Ricardo salió a toda velocidad en su bicicleta, muy excitado. Ana empezó a recogerlo todo y Jorge la ayudó. Tim se metió entre los pies de todo el mundo, husmeando en busca de trozos de pan.
—Cualquiera pensaría que continúa hambriento —comentó Ana—. ¡Pues desayunó mucho más que yo! ¡Tim! Si te metes otra vez entre mis piernas, te ataré.
Julián ajustó sus frenos con la ayuda de Dick. En un cuarto de hora estaban preparados para ponerse en marcha. Habían planeado ya el lugar en que se detendrían para comprar comida y, a pesar de que el camino hacia Middlecombe Woods era más largo del que habían recorrido el día anterior, se sentían con fuerzas para correr más kilómetros aquel segundo día. Tim también se mostraba impaciente por marcharse. Era un perro grande y disfrutaba mucho haciendo ejercicio.
—A ver si en estos días consigues perder un poco de grasa —dijo Dick a Tim—. No nos gustan los perros gordos, ¿sabes? No hacen más que balancearse y resoplar.
—¡Dick! Tim jamás ha sido grueso —exclamó Jorge, indignada.
Pero se calló en cuanto advirtió la sonrisa de su primo. Le estaba tomando el pelo como de costumbre. De buena gana se daría una patada a sí misma. ¿Por qué tenía que enfurecerse cada vez que Dick se burlaba de ella metiéndose con Tim? Le asestó un amistoso puñetazo de protesta.
Montaron en las bicicletas. El perro echó a correr el primero, contento. Llegaron a un camino y descendieron por él, evitando los baches. No era una carretera principal porque a los niños les desagradaban aquéllas. Había demasiado tráfico y mucho polvo. Les gustaban los caminos con sombra, donde encontraban tan sólo algún que otro coche o, de vez en cuando, el carro de algún campesino.
—Cuidado con pasar de largo Croker's Corner —advirtió Julián—. Tiene que estar por aquí, cerca de este camino, según el mapa. Jorge, si sigues metiéndote en los baches de esa manera, saldrás disparada de la bici.
—¡Ya lo sé! —exclamó Jorge—. Me metí en ellos porque Tim se me puso delante de la rueda. Debe de andar tras un conejo o algo por el estilo. ¡Idiota, no te quedes atrás!

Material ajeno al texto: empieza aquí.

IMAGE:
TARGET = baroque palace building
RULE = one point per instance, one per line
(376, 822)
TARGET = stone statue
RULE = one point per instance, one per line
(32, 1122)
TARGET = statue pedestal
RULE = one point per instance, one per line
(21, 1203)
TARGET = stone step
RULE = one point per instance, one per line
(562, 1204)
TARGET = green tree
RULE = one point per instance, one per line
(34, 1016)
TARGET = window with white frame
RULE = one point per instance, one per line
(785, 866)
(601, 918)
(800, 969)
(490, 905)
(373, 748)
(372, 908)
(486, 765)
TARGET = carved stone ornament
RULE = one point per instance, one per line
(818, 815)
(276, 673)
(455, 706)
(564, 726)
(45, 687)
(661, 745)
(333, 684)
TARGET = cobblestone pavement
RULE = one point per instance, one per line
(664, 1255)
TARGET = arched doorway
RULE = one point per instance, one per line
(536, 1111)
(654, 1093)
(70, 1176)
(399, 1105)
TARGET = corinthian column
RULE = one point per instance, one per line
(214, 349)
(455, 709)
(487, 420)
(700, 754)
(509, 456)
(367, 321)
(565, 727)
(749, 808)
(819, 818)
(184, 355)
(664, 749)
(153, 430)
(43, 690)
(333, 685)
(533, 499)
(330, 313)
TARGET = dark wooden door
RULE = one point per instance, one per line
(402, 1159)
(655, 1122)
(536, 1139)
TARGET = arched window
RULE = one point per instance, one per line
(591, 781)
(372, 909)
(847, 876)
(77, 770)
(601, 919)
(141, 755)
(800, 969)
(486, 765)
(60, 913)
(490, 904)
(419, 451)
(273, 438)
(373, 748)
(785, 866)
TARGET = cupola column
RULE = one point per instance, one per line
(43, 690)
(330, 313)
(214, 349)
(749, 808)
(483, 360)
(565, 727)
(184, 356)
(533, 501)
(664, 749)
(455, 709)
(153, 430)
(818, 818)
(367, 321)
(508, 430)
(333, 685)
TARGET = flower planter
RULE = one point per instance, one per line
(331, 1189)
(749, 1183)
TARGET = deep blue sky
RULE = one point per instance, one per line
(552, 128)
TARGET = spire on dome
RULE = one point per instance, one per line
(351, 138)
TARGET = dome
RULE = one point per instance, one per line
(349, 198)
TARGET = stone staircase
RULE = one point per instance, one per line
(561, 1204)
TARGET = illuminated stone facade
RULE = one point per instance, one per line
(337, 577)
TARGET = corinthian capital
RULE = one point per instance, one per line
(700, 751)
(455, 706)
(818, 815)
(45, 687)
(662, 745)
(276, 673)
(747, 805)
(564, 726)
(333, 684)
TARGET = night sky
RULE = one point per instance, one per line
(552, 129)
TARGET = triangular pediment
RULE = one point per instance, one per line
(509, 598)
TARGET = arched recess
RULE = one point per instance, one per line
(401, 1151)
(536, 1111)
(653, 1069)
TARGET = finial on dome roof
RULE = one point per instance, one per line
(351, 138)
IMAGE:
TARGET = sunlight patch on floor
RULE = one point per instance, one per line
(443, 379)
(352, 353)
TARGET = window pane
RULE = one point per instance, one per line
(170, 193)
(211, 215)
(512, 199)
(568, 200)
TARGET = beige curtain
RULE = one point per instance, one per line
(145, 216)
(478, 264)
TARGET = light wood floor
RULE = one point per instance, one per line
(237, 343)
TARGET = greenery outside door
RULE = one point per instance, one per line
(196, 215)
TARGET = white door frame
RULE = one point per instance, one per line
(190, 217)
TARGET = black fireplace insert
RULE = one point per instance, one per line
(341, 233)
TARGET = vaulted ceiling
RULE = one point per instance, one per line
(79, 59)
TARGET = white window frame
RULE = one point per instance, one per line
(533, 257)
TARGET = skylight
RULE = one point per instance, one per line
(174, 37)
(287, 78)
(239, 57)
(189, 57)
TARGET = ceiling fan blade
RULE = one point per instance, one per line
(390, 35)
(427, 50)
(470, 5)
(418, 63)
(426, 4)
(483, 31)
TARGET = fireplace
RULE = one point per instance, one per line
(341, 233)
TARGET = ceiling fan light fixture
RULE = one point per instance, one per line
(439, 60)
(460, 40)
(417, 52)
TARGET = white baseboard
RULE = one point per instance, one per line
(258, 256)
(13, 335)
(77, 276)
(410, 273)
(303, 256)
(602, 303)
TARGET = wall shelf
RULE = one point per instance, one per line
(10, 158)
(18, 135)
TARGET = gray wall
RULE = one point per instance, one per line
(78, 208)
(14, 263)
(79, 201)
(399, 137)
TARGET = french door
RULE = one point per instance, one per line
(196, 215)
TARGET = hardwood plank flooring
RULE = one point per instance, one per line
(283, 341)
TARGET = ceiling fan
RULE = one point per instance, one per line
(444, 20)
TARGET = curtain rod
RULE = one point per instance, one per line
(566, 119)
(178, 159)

Tim siguió de mala gana al pequeño grupo. El ejercicio es algo maravilloso, pero da lugar a que muchos olores que surgen a los lados del camino queden sin husmear. «Supone una pérdida tremenda de olores», pensaba Tim.
Llegaron a Croker's Corner antes de lo previsto. Una señal indicaba el nombre y allí, apoyado contra el poste y montado en su bicicleta, encontraron a Ricardo, radiante de alegría.
—Has hecho bastante de prisa el camino. Creí que te llevaría más tiempo ir a casa y volver hasta aquí —dijo Julián—. ¿Qué te ha dicho tu madre?
—No le molesta en absoluto que me pase todo el día con vosotros —contestó Ricardo—. Dijo que puedo ir a pasar la noche a casa de mi tía.
—¿No has traído pijama contigo? —preguntó Dick.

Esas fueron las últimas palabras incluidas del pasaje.